Reminder: All model assumptions (?) must be met, unfortunately.
# Visualize interaction effect
interact_plot(mod,
pred = ptss,
modx = sexmin,
plot.points = F,
interval = TRUE,
int.width = 0.95,
main.title = "Moderation of PTSS and Sexual Minority Status on Delinquency",
legend.main = "Identity",
x.label = "PTSS",
y.label = "Delinquency")
Interpretation
This plot shows how post-traumatic stress symptoms (PTSS) predict delinquency, and how this relationship differs by sexual minority status.
Solid Line (sexmin = 1) → Sexual minority individuals
- The slope is positive, indicating that as PTSS increases, delinquency increases for sexual minority youth.
- This relationship is statistically significant. Note that you can assess significance from the plot because the confidence band (shaded area) does not cross zero
Dashed Line (sexmin = 0) → Non-sexual minority individuals
- The slope is slightly negative, mostly flat, suggesting that PTSS is not associated with delinquency in this group.
Interaction effect: The effect of PTSS on delinquency depends on sexual minority status. More PTSS = More delinquency for sexual minority youth, more PTSS has no effect for youth who do not identify as a sexual minority.
# Johnson-Neyman technique
johnson_neyman(mod, pred = sexmin, modx = ptss)JOHNSON-NEYMAN INTERVAL
When ptss is OUTSIDE the interval [-164.38, 7.60], the slope of sexmin is p
< .05.
Note: The range of observed values of ptss is [2.00, 17.00]

Interpretation of the Johnson-Neyman Plot (J-N)
This J-N plot shows how the effect of sexual minority status on delinquency changes depending on the level of PTSS.

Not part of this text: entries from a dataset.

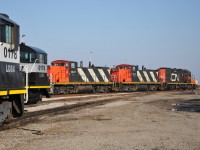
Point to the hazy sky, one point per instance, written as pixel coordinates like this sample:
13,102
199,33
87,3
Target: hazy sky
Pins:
154,33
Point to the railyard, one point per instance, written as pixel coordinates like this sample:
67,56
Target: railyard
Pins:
142,120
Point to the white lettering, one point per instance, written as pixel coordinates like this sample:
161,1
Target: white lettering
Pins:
10,68
174,77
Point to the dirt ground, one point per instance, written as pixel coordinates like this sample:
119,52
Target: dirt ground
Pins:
147,122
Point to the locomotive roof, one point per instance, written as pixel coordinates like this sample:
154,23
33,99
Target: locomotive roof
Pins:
5,17
24,47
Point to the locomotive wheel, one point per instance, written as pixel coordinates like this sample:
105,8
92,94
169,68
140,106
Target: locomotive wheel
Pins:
17,105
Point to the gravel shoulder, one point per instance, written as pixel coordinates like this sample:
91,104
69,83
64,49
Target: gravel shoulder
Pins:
137,122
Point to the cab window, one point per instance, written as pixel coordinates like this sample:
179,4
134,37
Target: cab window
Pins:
6,33
41,58
32,57
24,57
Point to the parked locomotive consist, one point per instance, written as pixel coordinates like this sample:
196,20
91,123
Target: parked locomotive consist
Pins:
130,78
12,84
67,77
35,60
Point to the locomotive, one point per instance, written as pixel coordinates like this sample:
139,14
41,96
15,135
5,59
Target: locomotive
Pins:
130,78
172,78
35,61
12,84
67,77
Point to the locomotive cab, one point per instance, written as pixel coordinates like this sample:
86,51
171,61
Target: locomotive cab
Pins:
12,83
35,60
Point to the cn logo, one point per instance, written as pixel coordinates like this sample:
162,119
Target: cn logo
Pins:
174,77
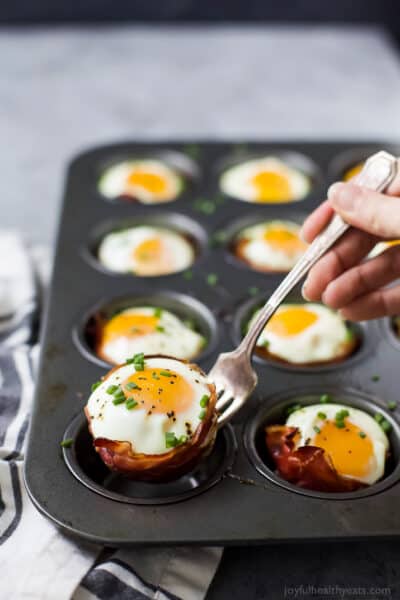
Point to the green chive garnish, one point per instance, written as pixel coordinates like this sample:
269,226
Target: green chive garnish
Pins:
325,398
204,400
385,425
131,385
112,389
119,400
170,440
67,443
131,403
212,279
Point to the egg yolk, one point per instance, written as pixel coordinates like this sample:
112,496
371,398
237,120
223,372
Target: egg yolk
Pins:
271,186
353,171
283,239
128,325
159,391
151,182
150,250
351,454
291,321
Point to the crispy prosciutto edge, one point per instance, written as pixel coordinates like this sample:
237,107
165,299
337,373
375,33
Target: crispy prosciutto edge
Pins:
308,467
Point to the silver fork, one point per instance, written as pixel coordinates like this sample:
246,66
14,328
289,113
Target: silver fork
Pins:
233,375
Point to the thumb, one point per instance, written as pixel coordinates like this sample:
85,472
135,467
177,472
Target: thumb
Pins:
367,210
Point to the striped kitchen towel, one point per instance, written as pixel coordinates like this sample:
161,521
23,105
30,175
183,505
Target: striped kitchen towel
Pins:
37,561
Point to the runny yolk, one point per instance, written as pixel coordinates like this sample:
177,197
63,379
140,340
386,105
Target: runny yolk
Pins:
271,186
353,171
151,182
283,239
351,454
158,392
128,325
291,321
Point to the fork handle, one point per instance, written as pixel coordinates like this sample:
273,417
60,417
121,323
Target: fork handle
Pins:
378,172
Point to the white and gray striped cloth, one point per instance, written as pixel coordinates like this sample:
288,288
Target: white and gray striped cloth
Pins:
37,561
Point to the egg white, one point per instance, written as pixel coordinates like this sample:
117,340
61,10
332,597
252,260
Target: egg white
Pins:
117,248
113,182
236,181
306,418
261,254
324,340
177,339
145,432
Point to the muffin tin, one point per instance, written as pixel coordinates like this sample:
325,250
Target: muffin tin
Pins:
234,496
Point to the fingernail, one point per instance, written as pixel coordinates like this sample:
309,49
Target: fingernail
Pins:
304,291
342,195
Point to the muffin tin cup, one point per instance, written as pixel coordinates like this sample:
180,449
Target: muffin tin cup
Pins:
183,306
273,411
87,467
73,487
245,312
190,229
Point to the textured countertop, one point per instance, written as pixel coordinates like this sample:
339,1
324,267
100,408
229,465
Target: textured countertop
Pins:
63,90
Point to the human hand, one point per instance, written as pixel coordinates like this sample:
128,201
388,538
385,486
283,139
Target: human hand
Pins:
341,279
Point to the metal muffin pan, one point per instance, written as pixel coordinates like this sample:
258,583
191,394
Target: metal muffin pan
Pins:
241,500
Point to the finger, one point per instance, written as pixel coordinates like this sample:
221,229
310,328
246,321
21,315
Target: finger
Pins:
346,253
376,304
367,210
316,222
363,279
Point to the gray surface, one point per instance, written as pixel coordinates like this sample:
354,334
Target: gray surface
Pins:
62,90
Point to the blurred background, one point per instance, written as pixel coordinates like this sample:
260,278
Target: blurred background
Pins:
76,74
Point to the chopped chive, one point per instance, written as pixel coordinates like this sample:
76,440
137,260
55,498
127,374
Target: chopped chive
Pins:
204,400
112,389
325,398
293,408
253,290
212,279
131,385
95,385
131,403
119,400
67,443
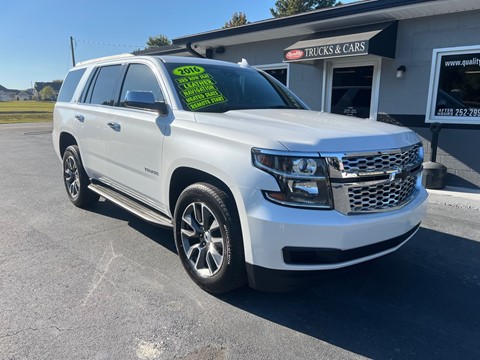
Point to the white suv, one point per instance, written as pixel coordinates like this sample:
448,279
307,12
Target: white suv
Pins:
257,188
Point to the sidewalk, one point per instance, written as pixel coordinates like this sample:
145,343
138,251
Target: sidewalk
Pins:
457,197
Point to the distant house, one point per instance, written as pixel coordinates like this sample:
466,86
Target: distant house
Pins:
56,85
23,96
6,94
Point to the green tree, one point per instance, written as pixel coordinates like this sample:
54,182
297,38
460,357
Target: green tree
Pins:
292,7
158,40
238,19
47,93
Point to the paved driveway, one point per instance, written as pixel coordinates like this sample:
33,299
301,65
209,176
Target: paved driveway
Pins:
101,284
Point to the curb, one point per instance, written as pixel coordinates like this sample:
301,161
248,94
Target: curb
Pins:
457,197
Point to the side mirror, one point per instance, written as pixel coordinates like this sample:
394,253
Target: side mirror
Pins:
145,100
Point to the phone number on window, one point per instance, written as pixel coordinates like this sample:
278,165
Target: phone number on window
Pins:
458,112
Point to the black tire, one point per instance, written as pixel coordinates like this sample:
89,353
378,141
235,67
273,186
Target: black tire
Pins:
209,238
76,180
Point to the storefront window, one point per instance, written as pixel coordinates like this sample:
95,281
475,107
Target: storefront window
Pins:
454,95
278,71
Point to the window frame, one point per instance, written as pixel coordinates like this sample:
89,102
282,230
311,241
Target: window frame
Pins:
278,66
437,57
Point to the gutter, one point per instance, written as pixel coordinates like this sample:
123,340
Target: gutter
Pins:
356,9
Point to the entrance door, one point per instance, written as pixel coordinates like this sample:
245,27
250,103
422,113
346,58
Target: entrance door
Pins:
352,89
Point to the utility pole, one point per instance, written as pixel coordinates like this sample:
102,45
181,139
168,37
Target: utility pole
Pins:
73,51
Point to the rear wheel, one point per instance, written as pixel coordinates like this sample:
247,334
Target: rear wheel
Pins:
208,238
76,180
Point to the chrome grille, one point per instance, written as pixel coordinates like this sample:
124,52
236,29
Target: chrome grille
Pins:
375,181
381,196
382,161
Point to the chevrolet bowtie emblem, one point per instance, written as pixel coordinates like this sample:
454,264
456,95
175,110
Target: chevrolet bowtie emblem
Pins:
399,174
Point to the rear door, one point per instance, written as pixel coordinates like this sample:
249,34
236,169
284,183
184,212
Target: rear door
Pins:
93,113
135,139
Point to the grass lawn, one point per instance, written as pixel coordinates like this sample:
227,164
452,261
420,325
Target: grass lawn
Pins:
25,111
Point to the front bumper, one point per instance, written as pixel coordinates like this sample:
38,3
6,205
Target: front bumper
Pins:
290,243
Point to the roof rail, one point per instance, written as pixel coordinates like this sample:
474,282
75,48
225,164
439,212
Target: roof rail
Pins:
111,57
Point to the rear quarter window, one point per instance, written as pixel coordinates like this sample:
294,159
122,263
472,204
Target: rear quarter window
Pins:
69,85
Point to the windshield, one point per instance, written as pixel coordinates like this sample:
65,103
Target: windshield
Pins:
217,88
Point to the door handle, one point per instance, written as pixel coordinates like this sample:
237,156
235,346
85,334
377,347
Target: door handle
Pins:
114,126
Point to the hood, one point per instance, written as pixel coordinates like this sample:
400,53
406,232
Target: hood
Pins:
305,130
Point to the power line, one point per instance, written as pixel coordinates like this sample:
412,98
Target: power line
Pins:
108,44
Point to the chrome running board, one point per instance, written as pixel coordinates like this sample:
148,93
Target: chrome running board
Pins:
129,204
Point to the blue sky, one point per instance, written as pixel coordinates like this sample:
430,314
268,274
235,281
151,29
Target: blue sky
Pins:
35,35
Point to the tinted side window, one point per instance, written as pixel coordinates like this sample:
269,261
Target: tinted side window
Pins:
69,85
140,78
106,81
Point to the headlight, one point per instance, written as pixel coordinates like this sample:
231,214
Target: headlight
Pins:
302,178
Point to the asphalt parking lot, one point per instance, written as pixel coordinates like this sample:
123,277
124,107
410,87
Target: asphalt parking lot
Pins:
102,284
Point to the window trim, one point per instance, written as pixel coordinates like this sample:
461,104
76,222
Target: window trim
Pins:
276,66
437,55
366,60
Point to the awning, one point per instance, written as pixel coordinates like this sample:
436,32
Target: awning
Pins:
376,39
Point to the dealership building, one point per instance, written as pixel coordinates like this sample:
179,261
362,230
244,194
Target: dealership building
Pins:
411,63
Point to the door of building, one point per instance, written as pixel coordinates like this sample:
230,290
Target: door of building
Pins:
352,88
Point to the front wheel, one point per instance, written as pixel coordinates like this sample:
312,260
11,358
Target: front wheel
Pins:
76,179
208,238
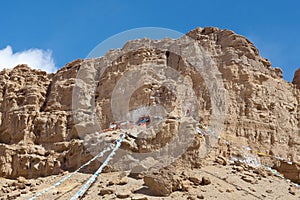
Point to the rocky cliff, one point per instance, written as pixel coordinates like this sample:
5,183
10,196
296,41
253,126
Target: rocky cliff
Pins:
39,136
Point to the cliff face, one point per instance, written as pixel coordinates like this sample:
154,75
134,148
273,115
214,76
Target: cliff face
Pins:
37,131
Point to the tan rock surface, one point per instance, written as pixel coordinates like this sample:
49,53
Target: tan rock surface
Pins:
39,136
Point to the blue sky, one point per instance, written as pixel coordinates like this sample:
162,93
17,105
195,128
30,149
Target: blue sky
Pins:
71,29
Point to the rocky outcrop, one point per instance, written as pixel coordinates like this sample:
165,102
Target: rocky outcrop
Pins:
296,79
39,135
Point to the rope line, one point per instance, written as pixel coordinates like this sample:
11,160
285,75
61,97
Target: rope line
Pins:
101,154
93,178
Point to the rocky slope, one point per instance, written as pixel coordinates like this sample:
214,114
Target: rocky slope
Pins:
39,136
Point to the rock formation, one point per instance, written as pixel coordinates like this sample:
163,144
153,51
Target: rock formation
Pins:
39,136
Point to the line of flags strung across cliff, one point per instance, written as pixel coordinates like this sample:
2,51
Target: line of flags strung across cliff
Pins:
144,121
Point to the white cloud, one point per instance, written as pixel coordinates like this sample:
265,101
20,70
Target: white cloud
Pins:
35,58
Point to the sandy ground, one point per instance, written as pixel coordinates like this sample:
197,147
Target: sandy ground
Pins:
226,183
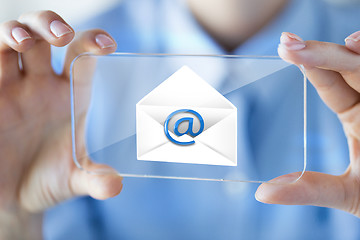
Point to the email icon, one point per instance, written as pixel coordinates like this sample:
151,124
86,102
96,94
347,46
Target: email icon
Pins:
185,120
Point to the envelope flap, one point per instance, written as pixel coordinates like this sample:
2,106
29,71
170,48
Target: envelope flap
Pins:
211,116
185,87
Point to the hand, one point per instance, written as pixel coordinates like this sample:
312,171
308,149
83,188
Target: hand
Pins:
36,167
334,70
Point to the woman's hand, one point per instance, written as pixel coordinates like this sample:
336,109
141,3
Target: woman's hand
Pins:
334,70
36,166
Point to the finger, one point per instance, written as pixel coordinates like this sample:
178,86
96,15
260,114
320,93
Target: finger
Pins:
328,56
352,42
95,41
313,188
14,38
333,89
105,184
48,28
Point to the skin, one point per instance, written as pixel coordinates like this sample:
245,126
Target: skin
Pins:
36,167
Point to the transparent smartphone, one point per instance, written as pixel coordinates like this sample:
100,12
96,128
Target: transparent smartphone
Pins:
196,117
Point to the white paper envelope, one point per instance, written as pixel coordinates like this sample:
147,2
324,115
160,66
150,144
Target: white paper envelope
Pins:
185,90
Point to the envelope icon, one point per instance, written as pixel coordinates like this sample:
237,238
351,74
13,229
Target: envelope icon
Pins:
206,133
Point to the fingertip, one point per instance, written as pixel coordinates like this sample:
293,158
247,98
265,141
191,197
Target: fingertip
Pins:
280,190
62,33
352,42
105,41
105,186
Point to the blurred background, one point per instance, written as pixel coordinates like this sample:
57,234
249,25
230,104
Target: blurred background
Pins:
69,9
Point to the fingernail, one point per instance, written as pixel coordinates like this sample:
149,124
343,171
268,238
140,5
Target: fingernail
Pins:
104,41
19,34
106,171
285,179
353,37
291,41
59,29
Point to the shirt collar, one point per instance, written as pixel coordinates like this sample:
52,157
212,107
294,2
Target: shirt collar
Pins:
181,33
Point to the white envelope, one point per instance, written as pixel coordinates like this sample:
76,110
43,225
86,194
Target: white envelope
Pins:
215,145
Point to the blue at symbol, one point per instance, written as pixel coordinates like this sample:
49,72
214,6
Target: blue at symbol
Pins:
190,127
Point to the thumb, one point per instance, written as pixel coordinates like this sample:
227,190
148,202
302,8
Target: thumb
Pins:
312,188
98,180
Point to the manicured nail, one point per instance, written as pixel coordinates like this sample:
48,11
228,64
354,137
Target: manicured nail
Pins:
291,41
353,37
59,29
19,34
104,41
106,171
285,179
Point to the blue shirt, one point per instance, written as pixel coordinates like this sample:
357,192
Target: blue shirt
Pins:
170,209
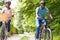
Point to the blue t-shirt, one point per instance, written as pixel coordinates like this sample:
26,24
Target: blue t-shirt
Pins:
42,12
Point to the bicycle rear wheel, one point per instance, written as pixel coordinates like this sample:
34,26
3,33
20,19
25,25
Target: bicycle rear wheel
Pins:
48,34
3,32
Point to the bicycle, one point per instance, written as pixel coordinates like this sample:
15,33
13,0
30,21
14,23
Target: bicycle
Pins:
45,31
4,18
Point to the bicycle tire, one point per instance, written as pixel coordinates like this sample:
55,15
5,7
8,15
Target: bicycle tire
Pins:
50,36
3,33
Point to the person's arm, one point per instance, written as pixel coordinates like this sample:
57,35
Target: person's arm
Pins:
50,15
12,13
37,14
3,10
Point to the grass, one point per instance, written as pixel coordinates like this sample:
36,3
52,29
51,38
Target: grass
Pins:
56,38
24,38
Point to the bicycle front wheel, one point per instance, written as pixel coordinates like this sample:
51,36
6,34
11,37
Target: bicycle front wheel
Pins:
49,34
3,32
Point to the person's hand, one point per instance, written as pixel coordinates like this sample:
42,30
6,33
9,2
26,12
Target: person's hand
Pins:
12,15
40,18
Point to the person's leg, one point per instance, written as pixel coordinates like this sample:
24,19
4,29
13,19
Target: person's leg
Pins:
37,28
8,25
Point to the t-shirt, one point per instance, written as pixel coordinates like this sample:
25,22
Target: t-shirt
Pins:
42,12
8,11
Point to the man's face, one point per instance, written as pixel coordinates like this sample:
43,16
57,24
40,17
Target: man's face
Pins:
7,5
42,5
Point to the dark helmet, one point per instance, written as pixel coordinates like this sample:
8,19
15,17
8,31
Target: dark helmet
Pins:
42,2
9,2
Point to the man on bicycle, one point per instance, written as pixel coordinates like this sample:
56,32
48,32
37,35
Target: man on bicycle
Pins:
9,11
40,14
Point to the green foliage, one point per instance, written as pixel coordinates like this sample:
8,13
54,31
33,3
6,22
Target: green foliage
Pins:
29,14
24,38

Key Interpretation: - The red shade shows where the effect of sexual minority status on delinquency is not statistically significant (p > .05). - The blue shade shows where the effect *is** statistically significant (p < .05). - The dashed vertical line marks the (J-N — the *threshold of PTSS** where the effect of sexmin becomes significant. - The black horizontal bar along the x-axis shows the *observed range of PTSS in the data**.
Regions of significance
For individuals with PTSS scores below ~8, the difference in delinquency between sexual minority and non-minority youth is not statistically significant. However, when PTSS exceeds ~8, sexual minority youth show significantly higher delinquency compared to their peers.
Link to policy and practice
I have several published articles using this type of methodology. In one article Barboza-Salerno & Remillard (2023) we examined the impact of future orientation in buffering the effect of early child adversity on delinquent behavior. Read it, you should be able to write the paper now.